This story was originally published by Wired and is reproduced here as part of the Climate Desk collaboration.
There is a lot of water in southern Louisiana right now. The region’s been lashed with rain for the past week — the water has inundated freeways, surged past levees, and left about 40,000 homes water-logged husks of their former selves. The rain has stopped, for now. And when the water finally drains, people will return to their homes, pick up what’s left, and start rebuilding.
But the climate science prognosis doesn’t look good. This is the eighth time in about a year that 500-year rainfall has hammered the United States, and climate change will make extreme weather events like this more common. That means, among other things, millions of dollars worth of property damage. Fixing everything up and managing the growing threat of climate-related destruction hinges on flood insurance — which relies on ever-evolving, incomplete maps to determine risk. But new models will make it possible to better predict floodplains as it becomes increasingly dangerous to live on the coast.
The system isn’t perfect, but for people living in flood-prone regions like southern Louisiana, it’s the best line of defense, says Rafael Lemaitre, a FEMA spokesperson. If you’re covered, FEMA will pay out as much as $250,000 to repair your home.
But there are problems with how those policies get parceled out. “So much of it starts with what you define as a floodplain,” says Craig Colten, a geographer at Louisiana State University. FEMA creates flood risk maps that delineate areas of the region with a certain likelihood of being flooded every year. (An area that has a 1 percent probability of being flooded every year is called a 100-year floodplain.) Then, they base insurance premiums on where residents fall in those areas — the higher the risk, the higher the price.

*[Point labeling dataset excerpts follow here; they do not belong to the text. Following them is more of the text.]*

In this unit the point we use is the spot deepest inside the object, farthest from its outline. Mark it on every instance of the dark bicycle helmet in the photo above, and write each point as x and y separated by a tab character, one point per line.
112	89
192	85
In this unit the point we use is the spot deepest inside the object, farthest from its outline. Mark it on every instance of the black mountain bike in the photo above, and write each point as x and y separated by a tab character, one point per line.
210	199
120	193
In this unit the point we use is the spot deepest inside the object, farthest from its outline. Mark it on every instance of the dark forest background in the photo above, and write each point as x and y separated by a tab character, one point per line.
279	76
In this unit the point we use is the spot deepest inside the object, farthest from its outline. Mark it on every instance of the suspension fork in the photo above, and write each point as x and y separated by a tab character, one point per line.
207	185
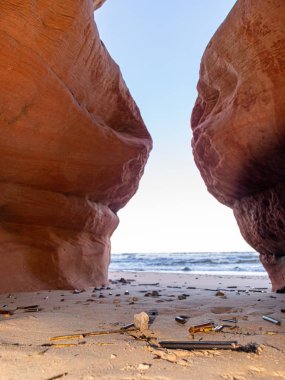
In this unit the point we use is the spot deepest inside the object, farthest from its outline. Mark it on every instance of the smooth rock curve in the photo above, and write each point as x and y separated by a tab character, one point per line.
73	146
238	125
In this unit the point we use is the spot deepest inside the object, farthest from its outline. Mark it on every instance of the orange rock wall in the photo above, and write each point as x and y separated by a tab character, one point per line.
73	146
238	125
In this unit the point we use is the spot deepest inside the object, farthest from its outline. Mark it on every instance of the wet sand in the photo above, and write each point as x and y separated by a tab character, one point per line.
28	352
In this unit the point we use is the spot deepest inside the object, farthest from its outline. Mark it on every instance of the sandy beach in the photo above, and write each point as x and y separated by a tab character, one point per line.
30	349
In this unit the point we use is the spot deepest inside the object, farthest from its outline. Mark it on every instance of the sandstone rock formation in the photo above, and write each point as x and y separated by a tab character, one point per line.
238	125
73	146
98	3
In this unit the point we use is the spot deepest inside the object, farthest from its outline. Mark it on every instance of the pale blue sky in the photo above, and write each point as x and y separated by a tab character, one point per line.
158	45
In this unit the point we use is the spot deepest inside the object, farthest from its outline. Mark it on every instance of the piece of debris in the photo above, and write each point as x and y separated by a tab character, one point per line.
272	320
143	366
211	345
233	320
58	376
182	319
198	345
141	321
6	313
204	327
66	337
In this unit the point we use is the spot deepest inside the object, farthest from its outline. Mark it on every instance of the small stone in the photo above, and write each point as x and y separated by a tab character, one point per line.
141	321
143	366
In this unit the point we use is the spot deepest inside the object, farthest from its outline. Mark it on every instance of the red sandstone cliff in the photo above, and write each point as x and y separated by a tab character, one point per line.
238	125
73	146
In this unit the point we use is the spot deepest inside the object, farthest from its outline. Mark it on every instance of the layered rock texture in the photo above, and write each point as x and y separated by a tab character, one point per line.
73	146
238	125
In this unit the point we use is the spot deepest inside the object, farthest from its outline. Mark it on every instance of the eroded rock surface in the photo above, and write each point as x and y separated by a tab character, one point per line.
238	125
73	146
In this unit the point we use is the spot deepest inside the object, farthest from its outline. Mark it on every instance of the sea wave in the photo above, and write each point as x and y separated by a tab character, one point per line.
187	262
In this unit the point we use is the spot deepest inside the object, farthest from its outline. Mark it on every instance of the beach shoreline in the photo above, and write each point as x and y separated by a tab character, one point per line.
28	351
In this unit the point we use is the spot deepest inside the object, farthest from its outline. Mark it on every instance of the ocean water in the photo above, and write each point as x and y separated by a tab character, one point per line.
183	262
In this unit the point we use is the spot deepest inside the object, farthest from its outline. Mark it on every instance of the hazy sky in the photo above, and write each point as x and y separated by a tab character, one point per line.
158	45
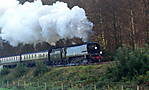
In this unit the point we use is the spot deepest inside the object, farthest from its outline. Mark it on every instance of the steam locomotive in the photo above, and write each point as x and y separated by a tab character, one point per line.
70	55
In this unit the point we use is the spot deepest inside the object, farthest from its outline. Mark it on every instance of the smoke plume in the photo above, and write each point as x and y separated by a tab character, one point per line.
32	23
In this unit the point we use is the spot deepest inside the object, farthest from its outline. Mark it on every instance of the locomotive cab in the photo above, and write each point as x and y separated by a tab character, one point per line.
95	52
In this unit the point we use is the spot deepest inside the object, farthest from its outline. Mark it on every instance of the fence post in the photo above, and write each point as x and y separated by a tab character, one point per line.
18	84
137	87
45	86
62	86
7	84
122	87
95	87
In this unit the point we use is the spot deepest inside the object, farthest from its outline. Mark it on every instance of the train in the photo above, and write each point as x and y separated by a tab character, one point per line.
69	55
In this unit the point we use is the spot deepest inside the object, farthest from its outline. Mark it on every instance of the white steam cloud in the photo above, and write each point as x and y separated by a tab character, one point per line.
32	23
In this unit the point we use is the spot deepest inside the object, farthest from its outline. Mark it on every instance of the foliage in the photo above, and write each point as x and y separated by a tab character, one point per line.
20	70
130	63
4	71
40	69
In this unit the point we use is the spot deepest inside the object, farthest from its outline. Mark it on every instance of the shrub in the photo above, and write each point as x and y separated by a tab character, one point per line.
130	63
20	70
40	69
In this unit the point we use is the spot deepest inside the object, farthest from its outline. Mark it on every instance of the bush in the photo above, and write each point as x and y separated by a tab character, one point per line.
40	69
20	70
130	63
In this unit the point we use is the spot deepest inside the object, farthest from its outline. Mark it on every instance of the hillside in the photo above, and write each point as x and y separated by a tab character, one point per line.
86	77
55	77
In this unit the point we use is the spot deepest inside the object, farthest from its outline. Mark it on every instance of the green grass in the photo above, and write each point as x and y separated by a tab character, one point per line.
4	89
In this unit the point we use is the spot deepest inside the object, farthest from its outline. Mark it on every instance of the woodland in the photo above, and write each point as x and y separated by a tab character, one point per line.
116	23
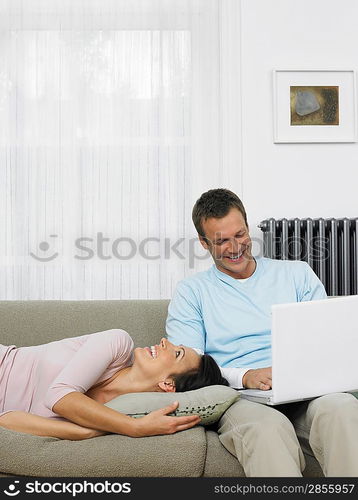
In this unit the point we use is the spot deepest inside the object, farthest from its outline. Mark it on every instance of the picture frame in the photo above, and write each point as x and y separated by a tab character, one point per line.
314	106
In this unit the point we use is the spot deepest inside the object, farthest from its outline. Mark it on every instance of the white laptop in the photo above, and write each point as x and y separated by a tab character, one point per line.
314	350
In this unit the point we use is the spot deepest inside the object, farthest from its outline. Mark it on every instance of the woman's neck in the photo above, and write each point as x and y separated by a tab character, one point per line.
122	382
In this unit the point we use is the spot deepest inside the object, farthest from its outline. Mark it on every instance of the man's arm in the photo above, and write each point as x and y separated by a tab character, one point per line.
185	323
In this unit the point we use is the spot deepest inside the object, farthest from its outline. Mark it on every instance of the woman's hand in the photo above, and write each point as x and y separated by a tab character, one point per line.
158	422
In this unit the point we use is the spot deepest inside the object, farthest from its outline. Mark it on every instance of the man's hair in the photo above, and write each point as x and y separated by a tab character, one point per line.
215	203
208	373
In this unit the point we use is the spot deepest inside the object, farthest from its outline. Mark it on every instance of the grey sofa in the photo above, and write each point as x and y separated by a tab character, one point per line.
192	453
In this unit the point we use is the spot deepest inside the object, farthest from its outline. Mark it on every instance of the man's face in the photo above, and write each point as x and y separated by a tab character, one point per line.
229	244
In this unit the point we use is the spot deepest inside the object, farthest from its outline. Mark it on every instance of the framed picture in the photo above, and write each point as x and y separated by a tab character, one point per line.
314	106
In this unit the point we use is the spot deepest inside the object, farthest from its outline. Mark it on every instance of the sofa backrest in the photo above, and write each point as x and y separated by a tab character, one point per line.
25	323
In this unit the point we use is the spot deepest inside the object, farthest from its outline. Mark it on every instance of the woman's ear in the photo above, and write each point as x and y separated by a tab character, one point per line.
167	385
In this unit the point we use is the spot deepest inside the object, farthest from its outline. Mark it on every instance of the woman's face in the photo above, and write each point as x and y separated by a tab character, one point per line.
165	360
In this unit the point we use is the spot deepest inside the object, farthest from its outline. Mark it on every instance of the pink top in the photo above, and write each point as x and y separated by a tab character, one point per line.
33	379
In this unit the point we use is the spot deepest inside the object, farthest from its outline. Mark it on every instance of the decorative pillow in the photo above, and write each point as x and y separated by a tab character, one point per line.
208	402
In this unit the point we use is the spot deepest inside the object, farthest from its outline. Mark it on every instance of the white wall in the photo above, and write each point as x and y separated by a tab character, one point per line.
294	180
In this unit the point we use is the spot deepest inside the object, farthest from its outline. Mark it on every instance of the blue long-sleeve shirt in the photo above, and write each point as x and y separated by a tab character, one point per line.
231	318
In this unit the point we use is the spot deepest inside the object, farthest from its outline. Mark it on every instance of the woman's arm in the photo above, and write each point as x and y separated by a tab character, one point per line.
86	412
28	423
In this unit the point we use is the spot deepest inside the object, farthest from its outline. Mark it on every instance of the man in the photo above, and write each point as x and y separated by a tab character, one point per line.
225	312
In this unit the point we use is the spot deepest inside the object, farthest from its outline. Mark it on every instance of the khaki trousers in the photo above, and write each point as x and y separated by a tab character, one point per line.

Those maps, it turns out, are only updated every decade or so, when FEMA looks back on which places have flooded in the past. “It’s going to be a while before the recent flooding is factored into the maps,” Colten says. And the way water moves on the land is changing all the time: More developed areas with roads and parking lots lead to more runoff, for example. Climate change, too, is dramatically increasing the risk of flooding.
What coastal communities really need is predictive flood maps: projections of flood risk based on modeling. Right now, pretty much all flood insurance comes from FEMA, which, again, updates its maps infrequently and also allows residents to comment and push back on the boundaries, effectively letting them determine their own flood risk. Insurance companies, which might have the capital to invest in models that incorporate climate change, have largely stayed out of the business since the 1920s — partly because it’s too risky, partly because government-subsidized rates are too low for private companies to compete with.
But that may change soon, says Jeff Waters, a flood modeler at Risk Management Solutions, which models catastrophe risk for insurance companies. In recent years, he says, computers have finally been able to handle the computationally draining task of modeling something as dynamic as flooding across the U.S. Better modeling could lead to better estimates of risk in certain places, which would allow companies to price policies accordingly and residents to really understand how risky their locations are. And as FEMA enacts some much-needed reforms (like phasing out government subsidies, for one), it may become easier for insurance companies to offer up flood policies, too.
Another way to manage deepening risks, Colten says, is to widen the pool of people who buy into flood insurance. Currently, only the people living in 100-year floodplain areas are really expected to buy insurance — they’re the ones most at risk, after all. But if the insurance pool included people from 500-year floodplains, say, the risk would spread out more thinly. This scheme would’ve worked well for the flooding happening now, Colten says, since the water traveled far beyond the 100-year floodplain.
And FEMA is going with another, more direct way of managing the increasing risks of climate change: encouraging more severe weather-resistant infrastructure. Some of the funds FEMA provides for a disaster go toward rebuilding cities and houses to stricter code and in areas that aren’t quite so risky — say, at higher elevations or further away from the ocean. “Instead of constantly rebuilding for the next disaster, it’s much smarter to use federal dollars to build safer and build back,” says Lemaitre. As climate change risks climb and insurance costs rise to reflect reality, the shoreline of Louisiana will change, too: fewer buildings on the coast, and a lot more houses on stilts.